Chen Zhimin, deputy director of the Social and Legal Affairs Committee of the National Committee of the Chinese People’s Political Consultative Conference, pointed out at the high-end security dialogue of the Artificial Intelligence Conference that the development of artificial intelligence and the risks of security development coexist at the same time. It is not only a technical issue, but also a security issue, but also involves ethics, law and international Rules related issues.
He Xiaolong, deputy director of the National Industrial Information Security Development Research Center, said at the Artificial Intelligence Conference that the data security issues brought about by artificial intelligence are mainly reflected in the acceleration of traditional data security issues on the one hand. The large-scale use of artificial intelligence has further exacerbated the security problem of excessive data collection. On the other hand, it brings a new type of data security problem. Artificial intelligence algorithms have a strong dependence on data, which may bring similar new data security challenges such as data poisoning.
Algorithms, models, and data constitute the three cornerstones of machine learning. Zhu Jifeng, the chief AI security expert of Tencent’s Suzaku Lab, stated on the theme forum of the Artificial Intelligence Conference that from the perspective of the upstream and downstream industrial chain in the algorithm construction process, from the perspective of data input, data analysis, model training, model decision-making, and model development. There are corresponding risks in the online deployment of applications and model transformation.
For example, in the data input link, if the attacker controls the source of the data, or the attacker can launch a security attack on the data-collecting device itself, the algorithm model will eventually be affected through this chain. The gyroscope is affected by ultrasound, which can eventually cause the drone to fall. Or in the model decision-making stage, physical attacks can be used to cause problems with the final visual recognition system of the self-driving vehicle, which may affect the vehicle’s automatic track or left and right driving or judgment of pedestrians.
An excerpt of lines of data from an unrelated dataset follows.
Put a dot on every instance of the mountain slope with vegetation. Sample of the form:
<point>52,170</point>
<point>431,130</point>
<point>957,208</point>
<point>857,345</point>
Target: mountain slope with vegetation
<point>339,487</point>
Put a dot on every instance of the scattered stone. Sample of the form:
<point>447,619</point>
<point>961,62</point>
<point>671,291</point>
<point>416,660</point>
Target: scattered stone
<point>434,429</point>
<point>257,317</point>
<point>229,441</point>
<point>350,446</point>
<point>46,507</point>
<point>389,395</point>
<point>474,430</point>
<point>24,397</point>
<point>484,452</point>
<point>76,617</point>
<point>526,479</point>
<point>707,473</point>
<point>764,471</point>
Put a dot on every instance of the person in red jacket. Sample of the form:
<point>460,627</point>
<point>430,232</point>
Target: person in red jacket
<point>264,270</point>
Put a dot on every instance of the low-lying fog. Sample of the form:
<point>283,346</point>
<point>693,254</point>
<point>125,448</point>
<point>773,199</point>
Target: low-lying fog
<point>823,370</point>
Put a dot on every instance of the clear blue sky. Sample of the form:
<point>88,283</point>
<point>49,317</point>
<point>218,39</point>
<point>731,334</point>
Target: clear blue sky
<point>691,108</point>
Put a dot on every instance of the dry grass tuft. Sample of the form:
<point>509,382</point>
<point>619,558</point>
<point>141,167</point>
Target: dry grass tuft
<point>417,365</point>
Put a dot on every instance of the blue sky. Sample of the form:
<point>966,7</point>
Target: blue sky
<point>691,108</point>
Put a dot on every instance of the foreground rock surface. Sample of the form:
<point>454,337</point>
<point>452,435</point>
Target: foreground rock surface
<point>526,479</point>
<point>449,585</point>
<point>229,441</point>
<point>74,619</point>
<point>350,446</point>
With the application of AI, the abuse of technology brings out-of-control risks. The verification code verification mechanism is the first. Zhu Jifeng introduced that as early as 2017, underground black production had begun to use machine learning methods for QR code recognition training. Data shows that more than 80% of the verification accuracy can be automatically completed online registration through machine learning algorithms, which creates a series of security issues.